Apple Inc. (AAPL)’s Big Move: Does Cupertino Need A Loan For Billions?

While investors have been clamoring for the return of a portion of Apple Inc. (NASDAQ:AAPL)‘s $145 billion of cash, it appears that the company is planning on issuing debt to fund this repayment. If you’re scratching your head, wondering why the most cash-rich company on the planet would be taking out a loan, there’s a good reason. U.S. tax law makes a loan the smarter play for Apple and for shareholders.

The new capital plan
Apple Inc. (AAPL)When Apple Inc. (NASDAQ:AAPL) announced its most recent operating results, it also rolled out a new capital plan that’s a first foray into addressing the outcry for more money in shareholders’ hands. The company earns a scant 1% on its cash investments, leading many to conclude that the capital should be returned. The “use it or lose it” attitude is largely prompted by the shareholder suit earlier this year that focused on this very issue.
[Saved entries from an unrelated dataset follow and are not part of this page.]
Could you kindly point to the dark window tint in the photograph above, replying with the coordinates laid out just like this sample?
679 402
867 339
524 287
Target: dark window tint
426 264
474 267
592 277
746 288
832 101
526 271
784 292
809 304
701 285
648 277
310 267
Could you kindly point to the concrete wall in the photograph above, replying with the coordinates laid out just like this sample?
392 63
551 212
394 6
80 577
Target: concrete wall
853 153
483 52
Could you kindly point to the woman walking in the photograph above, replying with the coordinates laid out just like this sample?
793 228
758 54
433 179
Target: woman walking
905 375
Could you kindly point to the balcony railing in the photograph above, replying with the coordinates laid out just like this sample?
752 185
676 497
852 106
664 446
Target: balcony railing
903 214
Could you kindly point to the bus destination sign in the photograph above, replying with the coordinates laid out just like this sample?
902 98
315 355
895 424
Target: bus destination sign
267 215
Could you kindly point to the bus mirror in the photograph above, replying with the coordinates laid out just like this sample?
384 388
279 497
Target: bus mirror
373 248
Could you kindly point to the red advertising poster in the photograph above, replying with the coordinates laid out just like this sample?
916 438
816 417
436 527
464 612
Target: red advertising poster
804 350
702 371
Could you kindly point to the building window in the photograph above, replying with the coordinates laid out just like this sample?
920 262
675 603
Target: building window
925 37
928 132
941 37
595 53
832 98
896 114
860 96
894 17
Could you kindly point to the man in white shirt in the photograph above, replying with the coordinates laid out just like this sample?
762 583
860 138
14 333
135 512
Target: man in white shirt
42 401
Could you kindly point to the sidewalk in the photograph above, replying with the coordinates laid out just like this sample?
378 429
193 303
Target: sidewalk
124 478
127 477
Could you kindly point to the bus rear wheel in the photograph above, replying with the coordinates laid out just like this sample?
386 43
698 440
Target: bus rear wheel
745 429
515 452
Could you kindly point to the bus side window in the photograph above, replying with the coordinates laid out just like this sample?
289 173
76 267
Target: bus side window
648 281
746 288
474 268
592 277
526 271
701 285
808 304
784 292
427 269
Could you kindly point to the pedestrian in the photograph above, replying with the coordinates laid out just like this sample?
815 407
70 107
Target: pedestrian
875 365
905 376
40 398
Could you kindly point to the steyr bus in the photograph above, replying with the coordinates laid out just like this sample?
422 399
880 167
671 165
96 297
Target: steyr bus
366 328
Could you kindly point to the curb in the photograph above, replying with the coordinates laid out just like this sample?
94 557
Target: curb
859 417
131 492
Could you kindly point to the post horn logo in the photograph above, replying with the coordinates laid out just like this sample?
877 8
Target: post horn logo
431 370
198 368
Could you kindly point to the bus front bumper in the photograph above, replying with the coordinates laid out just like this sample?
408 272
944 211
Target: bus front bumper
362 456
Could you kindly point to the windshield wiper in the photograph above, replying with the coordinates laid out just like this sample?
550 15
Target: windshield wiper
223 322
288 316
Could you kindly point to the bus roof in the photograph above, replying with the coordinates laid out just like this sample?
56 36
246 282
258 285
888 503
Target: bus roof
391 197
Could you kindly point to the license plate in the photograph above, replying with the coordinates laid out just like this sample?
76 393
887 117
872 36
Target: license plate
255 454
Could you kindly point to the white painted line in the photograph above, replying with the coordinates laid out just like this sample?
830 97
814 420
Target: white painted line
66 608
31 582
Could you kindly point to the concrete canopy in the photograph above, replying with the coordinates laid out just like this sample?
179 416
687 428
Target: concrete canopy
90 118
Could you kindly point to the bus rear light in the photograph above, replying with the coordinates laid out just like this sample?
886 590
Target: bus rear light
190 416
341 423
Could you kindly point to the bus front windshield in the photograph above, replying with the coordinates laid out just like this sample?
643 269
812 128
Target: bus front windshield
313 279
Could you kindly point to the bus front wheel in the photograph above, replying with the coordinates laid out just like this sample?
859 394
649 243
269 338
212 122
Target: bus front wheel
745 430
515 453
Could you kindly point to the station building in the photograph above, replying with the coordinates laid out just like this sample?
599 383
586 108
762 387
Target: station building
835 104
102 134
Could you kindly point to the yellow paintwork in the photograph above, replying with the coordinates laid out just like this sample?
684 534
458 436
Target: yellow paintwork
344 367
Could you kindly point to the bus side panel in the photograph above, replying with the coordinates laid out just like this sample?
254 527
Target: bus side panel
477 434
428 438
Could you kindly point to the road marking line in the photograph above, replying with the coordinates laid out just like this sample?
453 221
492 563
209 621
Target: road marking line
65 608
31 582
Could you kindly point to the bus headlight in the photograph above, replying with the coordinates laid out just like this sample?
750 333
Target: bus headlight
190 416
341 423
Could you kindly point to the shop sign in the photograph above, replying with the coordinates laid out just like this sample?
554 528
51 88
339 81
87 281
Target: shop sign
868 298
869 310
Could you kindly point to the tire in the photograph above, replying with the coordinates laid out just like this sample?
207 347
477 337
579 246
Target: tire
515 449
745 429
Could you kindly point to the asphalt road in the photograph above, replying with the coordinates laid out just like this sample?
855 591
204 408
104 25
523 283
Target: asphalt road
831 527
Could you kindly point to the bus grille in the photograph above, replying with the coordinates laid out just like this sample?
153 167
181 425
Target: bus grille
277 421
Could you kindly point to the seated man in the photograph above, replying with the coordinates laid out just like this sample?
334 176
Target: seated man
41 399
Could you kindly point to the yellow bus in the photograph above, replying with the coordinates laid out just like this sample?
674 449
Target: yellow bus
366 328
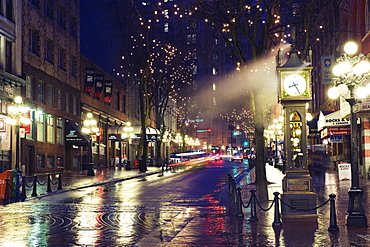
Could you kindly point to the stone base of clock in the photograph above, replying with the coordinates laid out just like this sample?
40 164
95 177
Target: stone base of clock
298 197
299 204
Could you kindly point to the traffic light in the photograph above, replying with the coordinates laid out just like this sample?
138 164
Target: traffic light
245 143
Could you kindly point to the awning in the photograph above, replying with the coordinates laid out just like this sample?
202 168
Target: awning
313 130
74 136
332 119
9 79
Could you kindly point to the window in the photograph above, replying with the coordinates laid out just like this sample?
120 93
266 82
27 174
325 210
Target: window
48 8
214 71
30 87
61 59
195 69
117 100
60 100
50 161
73 66
40 161
34 3
49 50
31 135
60 162
123 103
50 129
8 57
40 126
61 16
50 96
9 10
73 26
60 135
41 92
74 105
68 102
166 29
34 41
194 38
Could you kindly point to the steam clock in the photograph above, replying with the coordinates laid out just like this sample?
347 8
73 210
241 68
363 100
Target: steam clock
294 94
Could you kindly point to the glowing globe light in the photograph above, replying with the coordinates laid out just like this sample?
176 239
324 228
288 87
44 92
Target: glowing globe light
361 92
342 68
350 48
361 68
333 93
342 89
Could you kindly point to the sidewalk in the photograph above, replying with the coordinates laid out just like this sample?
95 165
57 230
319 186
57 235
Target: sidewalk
77 180
310 231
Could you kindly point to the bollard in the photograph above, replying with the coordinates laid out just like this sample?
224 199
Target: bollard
277 218
23 196
49 184
234 192
6 192
333 217
239 203
60 181
253 206
34 193
229 183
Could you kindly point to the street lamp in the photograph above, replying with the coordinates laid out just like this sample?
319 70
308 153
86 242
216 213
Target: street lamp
90 127
17 116
128 134
350 73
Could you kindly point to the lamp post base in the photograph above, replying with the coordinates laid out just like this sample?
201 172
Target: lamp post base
356 221
90 171
356 216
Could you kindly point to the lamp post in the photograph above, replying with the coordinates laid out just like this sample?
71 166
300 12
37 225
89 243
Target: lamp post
276 130
17 116
350 73
90 127
127 134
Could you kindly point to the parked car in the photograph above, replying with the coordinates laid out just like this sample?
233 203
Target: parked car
237 157
217 156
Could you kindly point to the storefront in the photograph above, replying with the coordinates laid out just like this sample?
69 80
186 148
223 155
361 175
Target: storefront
335 133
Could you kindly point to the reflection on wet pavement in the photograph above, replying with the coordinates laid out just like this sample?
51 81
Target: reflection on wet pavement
190 208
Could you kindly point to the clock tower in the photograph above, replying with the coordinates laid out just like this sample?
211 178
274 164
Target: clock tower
294 94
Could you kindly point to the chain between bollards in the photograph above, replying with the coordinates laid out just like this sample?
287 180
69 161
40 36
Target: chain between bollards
333 215
34 185
253 206
277 217
23 195
239 203
49 184
59 181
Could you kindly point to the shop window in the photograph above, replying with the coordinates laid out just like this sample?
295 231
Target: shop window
60 162
50 129
40 161
50 161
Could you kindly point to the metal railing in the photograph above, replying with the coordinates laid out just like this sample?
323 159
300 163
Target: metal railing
235 194
18 191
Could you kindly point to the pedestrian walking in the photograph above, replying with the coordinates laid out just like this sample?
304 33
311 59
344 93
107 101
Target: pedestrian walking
318 163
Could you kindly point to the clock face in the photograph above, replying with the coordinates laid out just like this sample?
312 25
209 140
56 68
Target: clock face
295 84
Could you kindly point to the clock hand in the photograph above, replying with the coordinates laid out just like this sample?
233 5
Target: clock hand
295 85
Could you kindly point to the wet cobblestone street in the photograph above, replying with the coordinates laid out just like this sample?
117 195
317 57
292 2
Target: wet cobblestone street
185 208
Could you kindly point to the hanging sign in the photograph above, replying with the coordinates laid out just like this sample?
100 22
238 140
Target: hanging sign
108 91
89 79
99 83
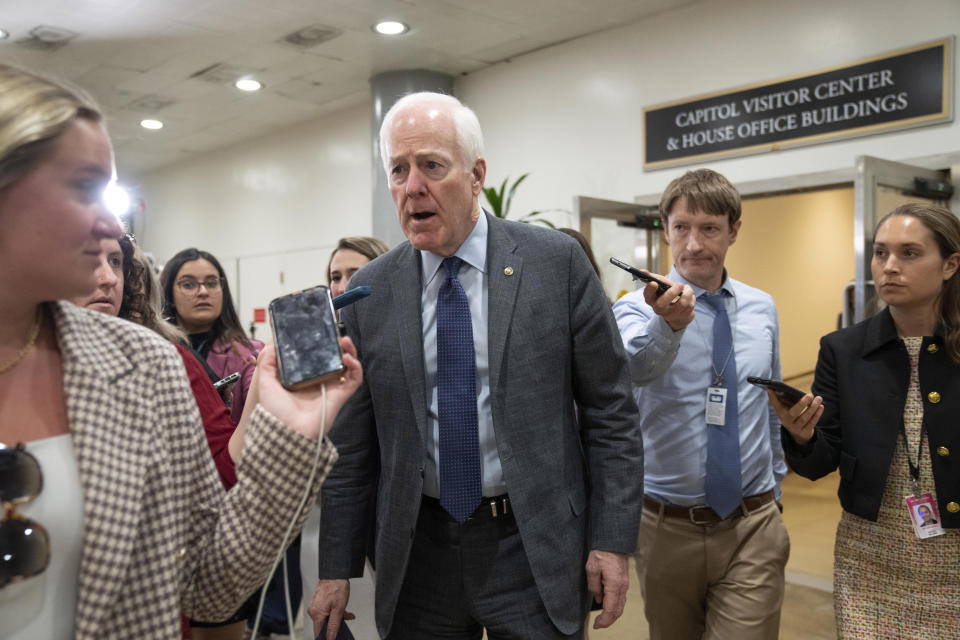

Image: Apple Inc. (NASDAQ:AAPL)

Under the new capital plan, the company will increase the dividend by 15% to $3.05 per share, beginning with the May 16 payment. In addition, the company said it will increase its stock buyback plan from $10 billion to $60 billion by the end of 2015. The total plan is expected to put about $100 billion back into the hands of investors in the next two and a half years. Piper Jaffray’s Gene Munster called the plan a beginning, saying: “They want it all today. They want it faster.”

So why is Apple Inc. (NASDAQ:AAPL) borrowing the money?
To fund a portion of the stock repurchase plan, Apple will issue debt to cover the cost. While it seems unthinkable to borrow money to return to investors rather than tapping the huge cash stockpile on the company’s books, stringent U.S. tax policy is to blame. The U.S. carries a corporate tax rate of roughly 35%, making it one of the highest in the world. More than 65% of Apple Inc. (NASDAQ:AAPL)’s cash is held overseas, meaning that the tax bill of repatriating that much capital would be significant.

Rather than take the tax hit, the company will borrow the money it needs to return cash to investors.